The gold price got close to $1,200 yesterday before recovering a little to the low $1,220s, but the pressure still seems to be downwards with bank analysts predicting it will fall yet further.
LONDON (MINEWEB) – As I write the gold price is sitting at around $1,225, but it fell at one time yesterday to around $1,206 and it may not take much to drive it down below the key $1,200 psychological support level. If it breaches this level the price could well fall sharply further with computer based stop loss sales coming in strongly. The fall could then become something of a rout.
And with gold bears like Jeffrey Currie at Goldman Sachs getting in there keen to generate further downwards momentum so his end- year $1,050 gold price might actually come about, then who’s to say it won’t freefall to $1,100 or below. Currie and Goldman Sachs will doubtless have their avid followers, particularly within the financial community – after all Goldman could be perhaps described as the most successful investment bank of the past generation. True, some of its tactics for achieving this may not be seen as without moral flaws, but then this is something which could be applied to almost any investment bank – not specifically to Goldman.
To many the dark art of using and manipulating money (real or imaginary) just to make more money and the wealthy even wealthier, may well be part of the capitalist ethos but it is not one which sits well with the silent majority, even though they may express allegiance to capitalism.
It is an excess of this greed by the ultra rich, which begets socialism (with all its flaws) and revolution as the masses rise up against the wealthiest section of the community. It may be schadenfreude which is the driving force here – and the wealthy sector – the establishment – tends to hold the power advantages through control of the forces of law and order and the military but, as history shows, this advantage does not always prevail.

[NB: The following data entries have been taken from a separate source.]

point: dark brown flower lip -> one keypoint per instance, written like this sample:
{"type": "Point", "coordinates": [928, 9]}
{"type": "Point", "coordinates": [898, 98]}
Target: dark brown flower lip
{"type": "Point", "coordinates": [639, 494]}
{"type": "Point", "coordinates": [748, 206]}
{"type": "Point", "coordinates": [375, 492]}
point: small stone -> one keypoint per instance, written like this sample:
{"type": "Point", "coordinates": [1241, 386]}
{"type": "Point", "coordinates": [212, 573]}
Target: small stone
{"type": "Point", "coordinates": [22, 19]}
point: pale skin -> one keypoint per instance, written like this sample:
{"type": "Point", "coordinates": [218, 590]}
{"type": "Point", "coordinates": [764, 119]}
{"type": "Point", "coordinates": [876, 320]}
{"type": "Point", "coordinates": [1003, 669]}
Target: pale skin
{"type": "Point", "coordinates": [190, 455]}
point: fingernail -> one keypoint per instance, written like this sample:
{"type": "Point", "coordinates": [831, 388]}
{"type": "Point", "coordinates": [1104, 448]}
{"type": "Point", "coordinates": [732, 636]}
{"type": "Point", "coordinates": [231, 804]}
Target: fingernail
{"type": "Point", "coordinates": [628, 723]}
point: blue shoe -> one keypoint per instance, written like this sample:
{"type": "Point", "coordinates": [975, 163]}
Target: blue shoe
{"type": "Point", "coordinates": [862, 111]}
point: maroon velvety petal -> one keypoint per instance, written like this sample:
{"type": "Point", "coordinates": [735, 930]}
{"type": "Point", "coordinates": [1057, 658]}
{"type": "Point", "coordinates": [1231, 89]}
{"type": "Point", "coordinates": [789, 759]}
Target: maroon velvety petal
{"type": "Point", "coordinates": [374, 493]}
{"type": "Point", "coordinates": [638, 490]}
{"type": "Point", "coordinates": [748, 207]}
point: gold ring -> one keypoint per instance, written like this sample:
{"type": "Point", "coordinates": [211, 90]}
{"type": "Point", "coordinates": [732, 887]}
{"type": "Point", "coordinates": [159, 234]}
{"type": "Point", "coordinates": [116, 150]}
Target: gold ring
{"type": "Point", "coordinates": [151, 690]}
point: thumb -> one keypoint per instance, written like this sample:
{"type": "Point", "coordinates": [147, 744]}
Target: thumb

But I digress. As someone who believes in the long term future of gold as an ultimate wealth protector, not necessarily for making money per se, I do find Currie and his ilke’s predictions somewhat discouraging, although I do not see his scenario as having long term legs if it actually comes about. All these things tend to move in cycles and almost as sure as gold has been declining in terms of its dollar value for most of the past three years, it will recover again when the cycle turns. It’s just a question of when this will happen.
But, of course, Currie is not alone in his views – they are shared by other heavy hitters in the banking community, which also has the financial muscle make the forecasts come about if it suits them. As we noted in yesterday’s article linked above, SocGen’s Michael Haigh contemplates prices at $1,150 in the third quarter next year, while Citigroup has also just lowered its forecast for next year amid expectations of U.S. rate increases, while the “risk- related source of support has been diminished.” The bank thus cut its outlook to $1,225 from $1,365.
UBS is another which has reduced its three-month outlook too by 7.7% to $1,200.